Standing instead of sitting does not change your risk factor. And being a weekend warrior doesn’t overcome the results of a week’s worth of sedentary behavior. Aside from quitting your desk job, the best options at the moment are to get at least 30 minutes of moderate intensity activity (such as a brisk walk) throughout the day, as well as taking every opportunity to get up and move. It’s clear that your brain and body require movement in order to remain healthy.
Don’t be a sitting duck! Get up and move!
It’s easy to add 30 minutes of moderate level activity to your day. Divide it into three 10 minute segments and go for a brisk walk after each meal: around the block, to the train station, the mailbox, your neighbor’s, up and down your hallway…anywhere except to a chair!
When you sit, make sure to do it correctly. Sitting incorrectly can create or add to already existing low back and shoulder pain, can compress your lungs and abdominal organs, and cause your breath to become short and inefficient.
Start by standing in front of your chair. Bend your knees, hinge forward, and reach your buttocks all the way back into your chair. Sit upright, lengthening your spine as you lift up. Your back should not be touching the back of your chair. If your back muscles aren’t strong enough to support this position, you can place a folded towel over the back of your chair to support your shoulder blades so you don’t round forward. Your hips will be tipped forward a little in this position.
Your feet should be on the floor with your thighs parallel to the floor and knees pointing forward.
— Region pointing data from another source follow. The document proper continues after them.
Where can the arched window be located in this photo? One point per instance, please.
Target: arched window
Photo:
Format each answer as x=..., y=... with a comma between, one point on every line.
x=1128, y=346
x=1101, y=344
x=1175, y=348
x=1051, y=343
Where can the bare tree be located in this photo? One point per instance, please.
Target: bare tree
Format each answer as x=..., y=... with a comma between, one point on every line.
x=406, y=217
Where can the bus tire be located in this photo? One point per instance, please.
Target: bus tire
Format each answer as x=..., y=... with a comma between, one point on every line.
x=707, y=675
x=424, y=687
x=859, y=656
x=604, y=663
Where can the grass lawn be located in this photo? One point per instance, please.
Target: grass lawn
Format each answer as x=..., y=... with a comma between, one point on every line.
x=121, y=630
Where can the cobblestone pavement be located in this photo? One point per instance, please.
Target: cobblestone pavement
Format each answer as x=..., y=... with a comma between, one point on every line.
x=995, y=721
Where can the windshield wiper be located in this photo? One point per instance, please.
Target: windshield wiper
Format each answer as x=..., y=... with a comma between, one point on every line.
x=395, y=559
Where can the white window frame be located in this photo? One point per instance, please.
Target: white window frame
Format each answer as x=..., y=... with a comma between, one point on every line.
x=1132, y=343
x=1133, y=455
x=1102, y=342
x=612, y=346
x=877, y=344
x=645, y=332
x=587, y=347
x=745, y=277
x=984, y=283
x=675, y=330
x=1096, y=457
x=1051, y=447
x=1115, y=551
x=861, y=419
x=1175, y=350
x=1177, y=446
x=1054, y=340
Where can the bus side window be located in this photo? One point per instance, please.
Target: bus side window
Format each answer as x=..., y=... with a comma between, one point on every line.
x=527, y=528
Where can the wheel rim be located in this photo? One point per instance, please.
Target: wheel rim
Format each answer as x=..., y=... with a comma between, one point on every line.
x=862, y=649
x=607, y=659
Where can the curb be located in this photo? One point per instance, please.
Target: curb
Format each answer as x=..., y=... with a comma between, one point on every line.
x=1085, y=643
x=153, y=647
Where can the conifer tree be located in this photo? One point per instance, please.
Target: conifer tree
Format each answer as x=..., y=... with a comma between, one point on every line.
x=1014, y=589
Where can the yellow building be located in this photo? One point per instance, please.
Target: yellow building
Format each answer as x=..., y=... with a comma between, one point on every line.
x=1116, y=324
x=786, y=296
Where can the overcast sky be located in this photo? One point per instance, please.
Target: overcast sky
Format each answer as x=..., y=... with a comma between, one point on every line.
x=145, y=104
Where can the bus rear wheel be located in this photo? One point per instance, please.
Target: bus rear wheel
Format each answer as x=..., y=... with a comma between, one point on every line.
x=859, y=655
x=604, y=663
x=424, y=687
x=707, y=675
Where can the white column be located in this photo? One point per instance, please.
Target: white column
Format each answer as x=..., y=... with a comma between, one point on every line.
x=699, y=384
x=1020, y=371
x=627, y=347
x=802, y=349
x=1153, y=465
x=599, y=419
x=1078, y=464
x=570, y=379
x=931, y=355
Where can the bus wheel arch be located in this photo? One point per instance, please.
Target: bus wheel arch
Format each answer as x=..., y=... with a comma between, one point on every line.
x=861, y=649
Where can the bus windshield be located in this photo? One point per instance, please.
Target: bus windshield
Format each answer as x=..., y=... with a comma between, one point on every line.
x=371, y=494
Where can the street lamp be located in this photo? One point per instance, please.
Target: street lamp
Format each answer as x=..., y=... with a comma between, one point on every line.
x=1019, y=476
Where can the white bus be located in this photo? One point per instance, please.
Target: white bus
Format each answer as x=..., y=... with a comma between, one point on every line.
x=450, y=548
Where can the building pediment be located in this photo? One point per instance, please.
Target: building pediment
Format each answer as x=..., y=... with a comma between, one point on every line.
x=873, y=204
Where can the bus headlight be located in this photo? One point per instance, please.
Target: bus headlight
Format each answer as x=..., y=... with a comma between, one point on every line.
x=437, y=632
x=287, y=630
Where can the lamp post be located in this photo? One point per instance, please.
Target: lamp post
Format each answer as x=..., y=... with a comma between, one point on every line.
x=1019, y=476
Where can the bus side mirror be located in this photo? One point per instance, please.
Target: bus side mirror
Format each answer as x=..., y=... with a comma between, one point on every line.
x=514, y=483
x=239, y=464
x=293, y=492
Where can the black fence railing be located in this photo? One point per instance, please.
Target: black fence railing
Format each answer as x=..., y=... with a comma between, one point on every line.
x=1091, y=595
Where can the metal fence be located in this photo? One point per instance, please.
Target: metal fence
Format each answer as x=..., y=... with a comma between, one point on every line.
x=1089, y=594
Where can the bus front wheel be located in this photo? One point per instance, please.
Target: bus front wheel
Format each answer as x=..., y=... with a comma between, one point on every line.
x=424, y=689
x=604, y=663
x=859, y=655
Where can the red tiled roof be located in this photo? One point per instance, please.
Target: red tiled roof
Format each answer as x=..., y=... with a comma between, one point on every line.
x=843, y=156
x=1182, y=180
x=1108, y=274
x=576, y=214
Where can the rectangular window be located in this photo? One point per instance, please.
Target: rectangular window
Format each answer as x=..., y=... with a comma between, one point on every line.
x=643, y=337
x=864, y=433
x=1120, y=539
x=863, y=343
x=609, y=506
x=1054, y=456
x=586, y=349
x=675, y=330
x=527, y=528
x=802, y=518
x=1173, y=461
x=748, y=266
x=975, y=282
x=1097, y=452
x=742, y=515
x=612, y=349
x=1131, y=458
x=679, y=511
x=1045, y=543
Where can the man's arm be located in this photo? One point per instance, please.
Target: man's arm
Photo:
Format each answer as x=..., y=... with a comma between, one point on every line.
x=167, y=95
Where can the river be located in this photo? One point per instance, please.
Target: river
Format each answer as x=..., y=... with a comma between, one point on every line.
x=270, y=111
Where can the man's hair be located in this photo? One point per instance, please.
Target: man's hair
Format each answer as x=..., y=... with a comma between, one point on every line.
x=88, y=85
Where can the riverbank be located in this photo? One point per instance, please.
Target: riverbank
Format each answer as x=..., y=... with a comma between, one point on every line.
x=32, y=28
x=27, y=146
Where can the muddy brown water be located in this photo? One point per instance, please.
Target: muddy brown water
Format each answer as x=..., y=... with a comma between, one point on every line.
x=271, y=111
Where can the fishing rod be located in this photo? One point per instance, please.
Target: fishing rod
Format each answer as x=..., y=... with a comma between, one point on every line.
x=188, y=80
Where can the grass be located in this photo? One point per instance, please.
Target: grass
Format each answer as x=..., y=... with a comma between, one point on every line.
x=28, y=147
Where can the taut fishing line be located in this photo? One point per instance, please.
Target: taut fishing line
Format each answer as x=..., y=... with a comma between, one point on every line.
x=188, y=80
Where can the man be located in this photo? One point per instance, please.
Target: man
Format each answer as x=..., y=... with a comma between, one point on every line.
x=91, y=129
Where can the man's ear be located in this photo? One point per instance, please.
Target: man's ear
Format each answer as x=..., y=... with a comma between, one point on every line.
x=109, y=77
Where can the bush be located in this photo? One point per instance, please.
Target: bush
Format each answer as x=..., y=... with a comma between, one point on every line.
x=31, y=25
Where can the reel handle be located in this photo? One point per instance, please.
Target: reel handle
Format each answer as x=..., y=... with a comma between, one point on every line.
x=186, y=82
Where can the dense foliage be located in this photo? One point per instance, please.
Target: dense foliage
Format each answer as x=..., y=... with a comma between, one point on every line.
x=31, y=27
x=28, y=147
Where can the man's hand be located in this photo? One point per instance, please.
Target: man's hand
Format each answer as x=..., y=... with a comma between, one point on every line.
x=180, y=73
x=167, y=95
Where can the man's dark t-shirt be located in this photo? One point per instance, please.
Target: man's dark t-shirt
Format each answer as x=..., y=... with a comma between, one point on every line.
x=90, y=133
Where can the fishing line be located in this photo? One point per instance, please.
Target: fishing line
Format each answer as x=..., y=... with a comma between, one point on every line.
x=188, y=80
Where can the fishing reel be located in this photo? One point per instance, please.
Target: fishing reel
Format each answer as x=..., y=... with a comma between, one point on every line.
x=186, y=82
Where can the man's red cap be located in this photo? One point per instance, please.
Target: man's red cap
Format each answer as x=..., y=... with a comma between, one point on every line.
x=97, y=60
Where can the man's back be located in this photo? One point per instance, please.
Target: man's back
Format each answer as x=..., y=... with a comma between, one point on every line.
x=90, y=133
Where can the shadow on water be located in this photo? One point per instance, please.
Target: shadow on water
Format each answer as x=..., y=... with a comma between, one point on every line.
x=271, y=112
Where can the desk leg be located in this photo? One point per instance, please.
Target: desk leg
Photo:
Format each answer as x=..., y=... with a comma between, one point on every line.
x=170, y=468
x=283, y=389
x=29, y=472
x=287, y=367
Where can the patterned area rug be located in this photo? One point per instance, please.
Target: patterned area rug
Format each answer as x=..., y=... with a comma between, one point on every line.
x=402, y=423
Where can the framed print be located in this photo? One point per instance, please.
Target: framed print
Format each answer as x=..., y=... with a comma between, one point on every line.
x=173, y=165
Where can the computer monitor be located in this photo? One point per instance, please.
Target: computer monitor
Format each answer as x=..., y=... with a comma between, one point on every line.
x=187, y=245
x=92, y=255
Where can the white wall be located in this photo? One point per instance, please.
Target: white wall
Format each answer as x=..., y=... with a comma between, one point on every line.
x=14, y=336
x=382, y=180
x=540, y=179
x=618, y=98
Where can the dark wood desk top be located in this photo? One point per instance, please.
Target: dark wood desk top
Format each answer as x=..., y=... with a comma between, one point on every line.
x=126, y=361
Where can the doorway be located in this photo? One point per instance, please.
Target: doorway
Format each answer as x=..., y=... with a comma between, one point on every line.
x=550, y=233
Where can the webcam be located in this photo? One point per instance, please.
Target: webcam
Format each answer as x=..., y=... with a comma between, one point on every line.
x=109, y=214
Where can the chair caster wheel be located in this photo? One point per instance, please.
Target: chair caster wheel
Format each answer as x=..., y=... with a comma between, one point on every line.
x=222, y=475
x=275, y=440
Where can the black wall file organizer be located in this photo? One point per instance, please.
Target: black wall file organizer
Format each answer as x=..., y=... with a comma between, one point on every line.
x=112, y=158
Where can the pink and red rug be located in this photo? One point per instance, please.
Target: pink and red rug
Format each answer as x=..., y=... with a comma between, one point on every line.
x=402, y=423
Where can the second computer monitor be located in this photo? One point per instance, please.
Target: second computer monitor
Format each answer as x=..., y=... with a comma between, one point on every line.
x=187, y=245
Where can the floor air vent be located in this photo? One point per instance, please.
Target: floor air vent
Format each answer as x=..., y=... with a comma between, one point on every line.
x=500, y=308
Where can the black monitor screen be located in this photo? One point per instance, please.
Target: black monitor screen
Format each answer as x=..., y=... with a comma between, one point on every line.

If your thighs angle up, sit on a height such as a folded blanket. If they reach down toward the floor, put something under your feet such as a small stool. Don’t let them flop out to the sides.
Another option is to sit on the front edge of your chair. This automatically tips your pelvis forward. Lift your ribcage to support your back without lifting your shoulder blades. Don’t dump your belly forward. Now you can pull one foot back by your chair seat so that thigh points down. Your other thigh will be parallel to the floor with the foot under the knee.
Both of these positions should be comfortable. You should not feel compression or pain in your low back and your belly should not hang forward. Lifting your ribcage provides the engaged abdominal muscles you need to support your low back while keeping your back in a safe position.
Notice that the model is sitting with her buttocks a little further back than her shoulders. There is a curve in her low back and her ribcage is lifted. She isn’t popping her chest forward. Her thighs are parallel with the floor.
Sitting on a large therapy ball is a great way to sit. In addition to encouraging better posture, it requires a little bit of balance. The key is making sure your ball is the correct size and is fully inflated.